Zum Abschluss wünschte er mir schöne sechs Monate in seinem Haus. »Oh, hab ich da richtig gehört? Das sollte wohl ein Scherz sein? Ich habe ja in Deutschland einen EFD-Vertrag für ein Jahr unterschrieben«, wandte ich erschrocken ein.
Wenig beeindruckt erwiderte er, da sei ihm wohl ein Fehler passiert. Er habe für mich nur sechs Monate bei der Nationalagentur des EFD Türkei beantragt. Das ließe sich nun leider nicht mehr rückgängig machen. Aber wenn ich am Ende länger bleiben wolle, fände sich sicher irgendwie eine Lösung.
Das war erst mal ein Schock für mich. Klar, Fehler können passieren. Aber nach sechs Monaten schon wieder heimzufliegen, kam mir absurd vor, wenn es wirklich Gott war, der mich da in die Türkei gerufen hatte. Was und wo war jetzt überhaupt noch zu Hause? Meine Waschmaschine, mein Kühlschrank und mein Auto waren jedenfalls quer über die Republik verteilt. Außerdem hatte ich meine Arbeit im Schulklub in Kodersdorf gekündigt, um hier zu sein. Hatte ich tatsächlich für gerade mal sechs Monate alles zu Hause loslassen sollen?
Nochmals musste ich loslassen von meinen Plänen, wenigstens für ein Jahr in der Türkei zu sein. Die Aufenthaltsgenehmigung hatte ich zwar bereits bis Dezember 2012, aber wo sollte ich bleiben und was sollte ich tun, wenn ich das EFD-Haus verlassen musste? Fragen über Fragen.
Ich wollte trotzdem versuchen, diese sechs Monate mein Bestes in dem Projekt zu geben. Es blieb mir ohnehin nichts anderes übrig, als abzuwarten, wie sich die Dinge entwickelten, ja, und zu beten, dass Gott gute Lösungen schenken würde.
Inzwischen waren schon zwei Wochen ins Land gegangen. Kurz vor Weihnachten fiel Schnee, Schnee, Schnee in Gaziantep. Alle waren völlig aus dem Häuschen, denn es hatte seit acht Jahren keinen Schnee mehr in der Stadt gegeben. Vorsichtig wagten sich einige Kinder aus der Nachbarschaft auf die Stufen vor ihren Mehrfamilienhäusern, um die Winterlandschaft von Nahem zu betrachten. Auf der Straße sah man so gut wie niemanden mehr. Nur ein paar mutige Männer liefen mit ihren Motorradhelmen die zugeschneiten und natürlich nicht geräumten Straßen entlang.

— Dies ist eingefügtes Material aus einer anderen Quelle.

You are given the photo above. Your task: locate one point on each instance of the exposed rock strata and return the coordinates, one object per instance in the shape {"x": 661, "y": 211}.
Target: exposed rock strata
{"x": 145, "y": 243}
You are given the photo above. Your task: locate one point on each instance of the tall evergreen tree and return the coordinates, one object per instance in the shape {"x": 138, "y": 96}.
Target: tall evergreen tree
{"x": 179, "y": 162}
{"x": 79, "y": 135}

Ich fand es witzig, dass es völlig selbstverständlich war, ohne Helm Motorrad zu fahren, aber bei Schnee auf der Straße so viele Leute ohne Motorrad, aber mit Motorradhelmen zu sehen waren. Ich konnte es mir nicht verkneifen, ein Foto davon zu machen.

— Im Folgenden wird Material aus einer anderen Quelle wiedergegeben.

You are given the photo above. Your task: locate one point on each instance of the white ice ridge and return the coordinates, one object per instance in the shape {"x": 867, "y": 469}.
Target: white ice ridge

Schon seit Beginn meiner Pläne, in die Türkei zu gehen, war es mir ein wichtiges Anliegen gewesen, andere Christen in Gaziantep zu finden. Von Görlitz aus hatte ich viel im Internet recherchiert, doch bei der Google-Suche »Christen Gaziantep« stieß ich immer auf Zeitungsartikel, in denen berichtet wurde, dass christliche Gemeinden in Gaziantep von der Polizei gestürmt und Pastoren verhaftet worden waren. Der einzige Buchladen, in dem christliche Bücher und sogar Bibeln in den Regalen gestanden hatten, war nach einem Bombenanschlag nie wieder eröffnet worden. Das war nicht gerade ermutigend. Andererseits waren diese Artikel schon mehrere Jahre alt und ich wollte die Hoffnung nicht aufgeben, dass es in einer Ein-Millionen-Metropole, deren ursprünglicher armenischer Name »Aintap« noch dazu »Quellen des Lobpreises« bedeutet, irgendwo Christen gab. Die Suche ging deshalb auch in Gaziantep auf meinem Bett mit dem Laptop weiter.
Immer wieder stieß ich bei meiner Recherche auf einen Namen und eine E-Mail-Adresse, die westlich klangen. Ich fasste mir ein Herz und schrieb an diese Adresse. Ich stellte mich vor, erzählte, dass ich neu in Gaziantep sei und auf der Suche nach Christen war. Gewagt, gewagt! Aber noch am gleichen Tag kam eine Mail zurück, die mich beruhigte und Hoffnung weckte: » Hey Sabine. Wie schön, dass du schreibst. Wir sind eine kleine Hauskirche in der Huseyinstraße 7 und würden uns sehr freuen, wenn du am Sonntag um elf Uhr zu unserem Gottesdienst kommen möchtest.«
Große Freude überkam mich. Das bedeutete, dass ich noch in der gleichen Woche auf Glaubensgeschwister stoßen würde! Was für eine Weihnachtsvorfreude!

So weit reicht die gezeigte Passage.